§ 46-4-161 - Universal service fund

O.C.G.A. 46-4-161 (2010)
46-4-161. Universal service fund


(a) The commission shall create for each electing distribution company a universal service fund for the purpose of:

(1) Assuring that gas is available for sale by marketers to firm retail customers within the territory certificated to each such marketer;

(2) Enabling the electing distribution company to expand its facilities and service in the public interest; and

(3) Assisting low-income residential consumers in times of emergency as determined by the commission, and consumers of the regulated provider of natural gas in accordance with Code Section 46-4-166.

(b) The fund shall be administered by the commission under rules to be promulgated by the commission in accordance with the provisions of this Code section. Prior to the beginning of each fiscal year of the electing distribution company, the commission shall determine the amount of the fund appropriate for such fiscal year, which amount shall not exceed $25 million for that fiscal year. In making such determination, the commission shall consider the following:

(1) The amount required to provide sufficient contributions in aid of construction to permit the electing distribution company to extend and expand its facilities from time to time as the commission deems to be in the public interest; and

(2) The amount required to assist low-income residential consumers in times of emergency as determined by the commission and consumers of the regulated provider of natural gas in accordance with Code Section 46-4-166.

(c) The fund shall be created and maintained from time to time from the following sources:

(1) Rate refunds to the electing distribution company from its interstate pipeline suppliers;

(2) Any earnings allocable to ratepayers under performance based rates of the electing distribution company authorized by this article;

(3) A surcharge to the rates for firm distribution service of the electing distribution company authorized for such purpose by the commission from time to time;

(4) Surcharges on customers receiving interruptible service over the electing distribution company's distribution system imposed by the commission in accordance with Code Section 46-4-154;

(5) Refunds of deposits required by marketers as a condition for service, if such refunds have not been delivered to or claimed by the consumer within two years;

(6) Funds deposited by marketers in accordance with Code Section 46-4-160.3; and

(7) Any other payments to the fund provided by law.

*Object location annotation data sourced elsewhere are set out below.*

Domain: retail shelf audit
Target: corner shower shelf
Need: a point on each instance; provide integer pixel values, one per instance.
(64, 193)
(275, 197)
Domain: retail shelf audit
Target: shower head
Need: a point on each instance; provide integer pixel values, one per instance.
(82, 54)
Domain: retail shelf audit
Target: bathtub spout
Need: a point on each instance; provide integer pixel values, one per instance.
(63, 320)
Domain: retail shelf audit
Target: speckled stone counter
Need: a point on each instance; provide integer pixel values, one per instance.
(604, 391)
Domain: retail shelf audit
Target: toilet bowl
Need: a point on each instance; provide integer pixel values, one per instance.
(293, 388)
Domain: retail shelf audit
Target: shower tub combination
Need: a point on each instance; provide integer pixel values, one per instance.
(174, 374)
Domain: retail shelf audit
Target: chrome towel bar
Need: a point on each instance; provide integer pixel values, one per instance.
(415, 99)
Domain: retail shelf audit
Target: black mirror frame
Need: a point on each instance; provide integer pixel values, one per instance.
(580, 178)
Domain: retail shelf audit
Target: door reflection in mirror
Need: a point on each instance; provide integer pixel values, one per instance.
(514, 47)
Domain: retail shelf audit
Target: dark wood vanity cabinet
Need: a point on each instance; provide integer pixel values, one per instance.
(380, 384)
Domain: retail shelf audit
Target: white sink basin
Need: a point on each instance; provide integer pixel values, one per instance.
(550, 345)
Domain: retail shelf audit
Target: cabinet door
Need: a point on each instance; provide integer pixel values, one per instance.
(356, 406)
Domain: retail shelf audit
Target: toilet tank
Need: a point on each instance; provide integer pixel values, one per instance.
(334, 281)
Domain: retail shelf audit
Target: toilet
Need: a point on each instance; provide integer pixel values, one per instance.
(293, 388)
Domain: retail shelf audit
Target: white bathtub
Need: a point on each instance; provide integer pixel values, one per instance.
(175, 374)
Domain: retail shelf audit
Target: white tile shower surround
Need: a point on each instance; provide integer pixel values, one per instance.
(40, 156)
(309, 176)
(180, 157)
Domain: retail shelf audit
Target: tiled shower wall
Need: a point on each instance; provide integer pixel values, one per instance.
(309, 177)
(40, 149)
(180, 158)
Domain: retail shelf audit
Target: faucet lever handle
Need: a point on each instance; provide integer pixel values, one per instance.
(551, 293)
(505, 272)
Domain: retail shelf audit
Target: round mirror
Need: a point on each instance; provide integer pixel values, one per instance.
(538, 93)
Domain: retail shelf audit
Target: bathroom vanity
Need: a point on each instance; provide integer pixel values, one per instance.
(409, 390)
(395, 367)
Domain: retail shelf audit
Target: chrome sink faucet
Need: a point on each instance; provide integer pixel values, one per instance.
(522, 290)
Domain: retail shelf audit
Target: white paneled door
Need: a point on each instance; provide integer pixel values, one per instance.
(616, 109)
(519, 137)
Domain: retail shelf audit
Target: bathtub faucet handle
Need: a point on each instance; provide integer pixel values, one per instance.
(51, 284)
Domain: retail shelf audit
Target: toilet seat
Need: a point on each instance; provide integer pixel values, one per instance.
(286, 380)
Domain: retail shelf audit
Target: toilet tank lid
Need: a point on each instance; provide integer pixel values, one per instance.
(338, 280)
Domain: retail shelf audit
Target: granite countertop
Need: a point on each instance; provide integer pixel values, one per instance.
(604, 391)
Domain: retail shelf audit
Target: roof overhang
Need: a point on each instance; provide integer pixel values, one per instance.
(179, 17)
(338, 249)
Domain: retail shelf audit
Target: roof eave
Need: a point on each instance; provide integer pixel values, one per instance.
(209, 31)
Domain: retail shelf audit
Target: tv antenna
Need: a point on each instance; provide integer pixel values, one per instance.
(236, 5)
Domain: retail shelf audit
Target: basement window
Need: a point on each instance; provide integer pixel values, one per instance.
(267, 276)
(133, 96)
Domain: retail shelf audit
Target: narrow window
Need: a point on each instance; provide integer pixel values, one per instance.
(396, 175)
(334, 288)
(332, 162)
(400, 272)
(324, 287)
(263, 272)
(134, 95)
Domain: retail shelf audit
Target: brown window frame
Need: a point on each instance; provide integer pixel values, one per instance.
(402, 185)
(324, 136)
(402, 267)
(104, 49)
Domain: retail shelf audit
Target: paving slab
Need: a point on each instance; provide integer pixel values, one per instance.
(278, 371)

(d) Any amounts remaining in such fund at the end of a fiscal year in excess of $3 million shall be available for refund to retail customers in such manner as the commission shall deem equitable. The balance at fiscal year end, whether positive or negative, after such refund, if any, shall become the initial balance of the fund for the ensuing fiscal year.

(e) Moneys in the fund shall be deposited in a separate, interest-bearing escrow account maintained by the electing distribution company at any state or federally chartered bank, trust company, or savings and loan association located in this state. Upon application to the commission, the commission shall order the distribution of an appropriate portion of such moneys on a quarterly basis and in accordance with the provisions of this Code section. Interest earned on moneys in the fund shall accrue to the benefit of the fund.

(f) Distributions to the regulated provider shall be made in accordance with Code Section 46-4-166.
(g)(1) In determining whether to grant the application of an electing distribution company for a distribution from the fund in whole or in part, the commission shall consider:

(A) The capital budget of the electing distribution company for the relevant fiscal year;

(B) The estimated total overall applicable cost of the proposed extension, including construction costs, financing costs, working capital requirements, and engineering and contracting fees, as well as all other costs that are necessary and reasonable;

(C) The projected initial service date of the new facilities, the estimated revenues to the electing distribution company during the first five fiscal years following the initial service date, and the estimated rate of return to the electing distribution company produced by such revenues during each such fiscal year;

(D) The amount of the contribution in aid of construction required for the revenues from the proposed new facility to produce a just and reasonable return to the electing distribution company; and

(E) Whether the proposed new facility is in the public interest.

(2) In no event shall the distribution to an electing distribution company from the fund for facilities and service expansion during any fiscal year exceed 5 percent of the capital budget of such company for such fiscal year.

(3) Any investment in new facilities financed from the universal service fund shall be accounted for as a contribution in aid of construction.